Talk no more so exceeding proudly
At such an high rate, in such an overbearing manner, as if above
everyone; this may have respect to Peninnah, and all that joined
with her to provoke Hannah to anger, and make her fret, insulting
and triumphing over her, because she had not children, as they
had; but now their mouths would be stopped, and their talk over,
and not give themselves the haughty airs they had done, at least
there would be no occasion for them:
let not arrogancy come out of your mouth;
arrogating to themselves, and to their merits, what they enjoyed,
as children, riches when all come from the Lord; or what is
"hard" F9, intolerable, which bears so hard on
those to whom it is said, that it cannot be bore with; or what is
"old" F11, and trite, old sayings concerning
barren women, as if of no use in the world, and disagreeable to
God, and as having no share in his favour. The Targum renders the
word by reproaches, or blasphemies:
for the Lord is a God of knowledge;
or knowledges F12: of perfect knowledge; he knows all
persons and things; he knows himself, his perfections, purposes,
thoughts, words and works; he knows all his creatures, animate
and inanimate, rational and irrational, angels and men; the
hearts of all men; all that they say, all their hard sayings, all
their proud, haughty, overbearing expressions, calumnies, and
reproaches, as well as all they think and all they do, good or
bad; and God will sooner or later convince them of and punish
them for their hard speeches against his people: and he is the
author of all knowledge, natural, civil, spiritual, and
evangelical:
and by him actions are weighed:
his own actions; his works "ad intra"; his purposes and decrees,
the counsels of his will, and the thoughts of his heart, the
things his mind is set upon; all his appointments and designs,
his whole will and pleasure; all are pondered by him, and are
formed with the utmost wisdom, and for the best ends and
purposes: and all, his actions and works without, whether of
creation, providence, and grace, all are weighed and done
according to infinite wisdom, unerring justice and truth; all
respecting things temporal or spiritual, what relate to the
outward estate of men, or to their everlasting happiness: all the
actions of men, as they are known unto him, they are weighed and
examined by him, whether they proceed from a right principle to a
right end or not; upon which, many actions, thought to be good,
are not found to be so, and others, though good, yet not found
perfect before God; so that there is no justification nor
salvation by the best: or the sense is, such actions as are done
well, they are "directed to him" F13; as they are ordained by him
that men should walk in them, they are for his use, and are done
with a view to his glory.
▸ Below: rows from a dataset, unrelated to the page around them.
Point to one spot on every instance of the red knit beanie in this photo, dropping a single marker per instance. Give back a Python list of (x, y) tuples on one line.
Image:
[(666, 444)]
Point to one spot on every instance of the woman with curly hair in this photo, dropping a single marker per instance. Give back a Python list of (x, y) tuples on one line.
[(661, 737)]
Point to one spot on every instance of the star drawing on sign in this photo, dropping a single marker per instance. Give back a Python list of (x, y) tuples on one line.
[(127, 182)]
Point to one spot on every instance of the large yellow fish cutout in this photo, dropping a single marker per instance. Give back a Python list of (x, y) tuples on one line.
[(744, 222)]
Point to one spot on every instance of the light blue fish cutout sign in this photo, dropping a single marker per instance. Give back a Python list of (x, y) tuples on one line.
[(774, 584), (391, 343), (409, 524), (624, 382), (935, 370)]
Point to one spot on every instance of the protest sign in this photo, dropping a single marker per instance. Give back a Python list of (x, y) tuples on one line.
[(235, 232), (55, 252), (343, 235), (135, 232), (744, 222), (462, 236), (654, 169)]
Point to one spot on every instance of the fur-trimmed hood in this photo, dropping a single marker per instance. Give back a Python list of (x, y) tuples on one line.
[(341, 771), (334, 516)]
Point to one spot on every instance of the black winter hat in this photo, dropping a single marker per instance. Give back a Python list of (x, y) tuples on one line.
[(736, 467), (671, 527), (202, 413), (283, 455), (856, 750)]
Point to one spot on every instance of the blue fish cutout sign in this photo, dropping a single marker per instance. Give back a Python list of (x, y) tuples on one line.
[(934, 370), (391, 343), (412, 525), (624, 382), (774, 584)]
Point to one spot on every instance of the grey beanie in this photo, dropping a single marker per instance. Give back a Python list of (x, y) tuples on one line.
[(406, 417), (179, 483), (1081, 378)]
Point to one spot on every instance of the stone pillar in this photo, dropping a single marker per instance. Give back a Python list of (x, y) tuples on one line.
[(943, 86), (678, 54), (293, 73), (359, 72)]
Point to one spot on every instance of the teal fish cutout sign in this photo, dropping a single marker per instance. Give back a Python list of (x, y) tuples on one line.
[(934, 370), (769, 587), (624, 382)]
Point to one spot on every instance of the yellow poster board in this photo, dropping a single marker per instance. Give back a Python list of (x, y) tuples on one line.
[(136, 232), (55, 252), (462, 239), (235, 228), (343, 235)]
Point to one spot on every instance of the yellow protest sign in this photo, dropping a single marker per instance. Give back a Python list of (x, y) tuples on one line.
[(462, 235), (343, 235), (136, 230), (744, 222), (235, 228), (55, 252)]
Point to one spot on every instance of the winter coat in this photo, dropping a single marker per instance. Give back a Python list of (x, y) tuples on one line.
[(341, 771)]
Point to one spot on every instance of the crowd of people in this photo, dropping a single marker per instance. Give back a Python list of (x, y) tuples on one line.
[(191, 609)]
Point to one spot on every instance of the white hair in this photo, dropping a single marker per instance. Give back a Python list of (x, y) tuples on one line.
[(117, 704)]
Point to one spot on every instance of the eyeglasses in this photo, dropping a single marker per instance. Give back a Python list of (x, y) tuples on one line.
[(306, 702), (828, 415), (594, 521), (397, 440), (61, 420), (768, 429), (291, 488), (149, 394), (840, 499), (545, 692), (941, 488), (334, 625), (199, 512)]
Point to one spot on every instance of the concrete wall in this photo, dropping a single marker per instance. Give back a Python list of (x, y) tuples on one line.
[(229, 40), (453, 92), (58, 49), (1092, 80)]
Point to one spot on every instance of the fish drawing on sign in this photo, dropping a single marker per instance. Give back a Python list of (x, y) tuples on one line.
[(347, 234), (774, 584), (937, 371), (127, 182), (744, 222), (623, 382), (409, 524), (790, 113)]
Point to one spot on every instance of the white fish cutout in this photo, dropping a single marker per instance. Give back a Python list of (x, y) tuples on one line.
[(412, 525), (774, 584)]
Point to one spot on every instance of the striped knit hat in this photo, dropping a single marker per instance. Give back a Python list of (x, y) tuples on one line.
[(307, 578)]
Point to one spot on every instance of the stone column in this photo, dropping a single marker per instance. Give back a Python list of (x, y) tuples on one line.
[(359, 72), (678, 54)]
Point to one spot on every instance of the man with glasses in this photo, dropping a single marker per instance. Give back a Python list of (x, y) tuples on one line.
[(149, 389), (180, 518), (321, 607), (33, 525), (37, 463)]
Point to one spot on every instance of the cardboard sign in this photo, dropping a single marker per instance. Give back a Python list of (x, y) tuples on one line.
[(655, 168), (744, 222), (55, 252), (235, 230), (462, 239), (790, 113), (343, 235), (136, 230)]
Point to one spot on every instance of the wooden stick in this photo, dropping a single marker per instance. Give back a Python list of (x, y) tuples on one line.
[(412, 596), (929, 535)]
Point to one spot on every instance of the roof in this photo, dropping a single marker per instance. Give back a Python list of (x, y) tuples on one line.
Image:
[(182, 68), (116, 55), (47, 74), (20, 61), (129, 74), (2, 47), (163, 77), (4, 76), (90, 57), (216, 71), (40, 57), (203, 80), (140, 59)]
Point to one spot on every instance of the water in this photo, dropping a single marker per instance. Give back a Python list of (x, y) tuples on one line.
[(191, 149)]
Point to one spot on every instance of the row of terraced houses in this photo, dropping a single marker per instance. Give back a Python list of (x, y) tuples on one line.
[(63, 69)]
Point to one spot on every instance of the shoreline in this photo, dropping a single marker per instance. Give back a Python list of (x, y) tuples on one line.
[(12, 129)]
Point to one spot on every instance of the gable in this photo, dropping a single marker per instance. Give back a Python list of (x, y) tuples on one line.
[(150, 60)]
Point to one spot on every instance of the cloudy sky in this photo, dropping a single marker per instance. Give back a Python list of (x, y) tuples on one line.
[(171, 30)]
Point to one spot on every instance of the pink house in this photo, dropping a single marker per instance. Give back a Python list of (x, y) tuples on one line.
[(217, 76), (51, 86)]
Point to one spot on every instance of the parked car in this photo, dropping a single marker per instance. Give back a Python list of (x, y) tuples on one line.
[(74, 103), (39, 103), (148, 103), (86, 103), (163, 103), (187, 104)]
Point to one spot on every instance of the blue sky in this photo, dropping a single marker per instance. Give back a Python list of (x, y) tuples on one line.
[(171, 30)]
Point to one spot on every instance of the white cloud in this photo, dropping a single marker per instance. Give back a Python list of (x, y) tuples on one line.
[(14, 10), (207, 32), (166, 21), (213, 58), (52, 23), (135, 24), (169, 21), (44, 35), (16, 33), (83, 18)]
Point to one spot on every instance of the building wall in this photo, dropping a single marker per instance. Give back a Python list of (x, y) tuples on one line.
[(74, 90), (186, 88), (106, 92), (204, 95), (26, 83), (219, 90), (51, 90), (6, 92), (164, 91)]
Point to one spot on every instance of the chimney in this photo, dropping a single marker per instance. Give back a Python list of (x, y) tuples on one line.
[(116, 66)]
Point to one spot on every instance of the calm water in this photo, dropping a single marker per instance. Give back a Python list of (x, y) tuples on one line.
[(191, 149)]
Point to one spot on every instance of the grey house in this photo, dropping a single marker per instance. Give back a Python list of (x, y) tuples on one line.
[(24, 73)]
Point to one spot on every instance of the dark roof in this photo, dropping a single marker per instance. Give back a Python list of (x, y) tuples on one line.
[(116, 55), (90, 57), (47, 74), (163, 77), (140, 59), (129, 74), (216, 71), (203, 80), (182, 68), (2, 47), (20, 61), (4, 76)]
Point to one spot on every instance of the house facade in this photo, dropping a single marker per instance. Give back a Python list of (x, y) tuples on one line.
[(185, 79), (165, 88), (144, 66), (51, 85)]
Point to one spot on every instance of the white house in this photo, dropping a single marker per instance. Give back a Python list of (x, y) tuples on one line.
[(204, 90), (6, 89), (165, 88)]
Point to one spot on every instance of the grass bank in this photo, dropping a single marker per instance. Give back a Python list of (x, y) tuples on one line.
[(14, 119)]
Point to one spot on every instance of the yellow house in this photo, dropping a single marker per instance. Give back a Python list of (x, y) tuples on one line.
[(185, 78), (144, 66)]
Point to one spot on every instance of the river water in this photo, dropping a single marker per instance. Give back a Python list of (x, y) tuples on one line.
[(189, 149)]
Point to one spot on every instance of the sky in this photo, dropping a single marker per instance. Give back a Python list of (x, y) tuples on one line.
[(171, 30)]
There is a double reading of these
words; the marginal, which we follow, is "to" or "by him" actions
are directed or weighed; but the textual reading is a negative,
"actions are not weighed" F14, or numbered; the works of
God cannot be comprehended, or the actions of men are not
disposed and ordered without his will and pleasure, or cannot be
performed unless he wills or permits; and all are disposed of,
overruled, and directed, to answer his own ends and purposes.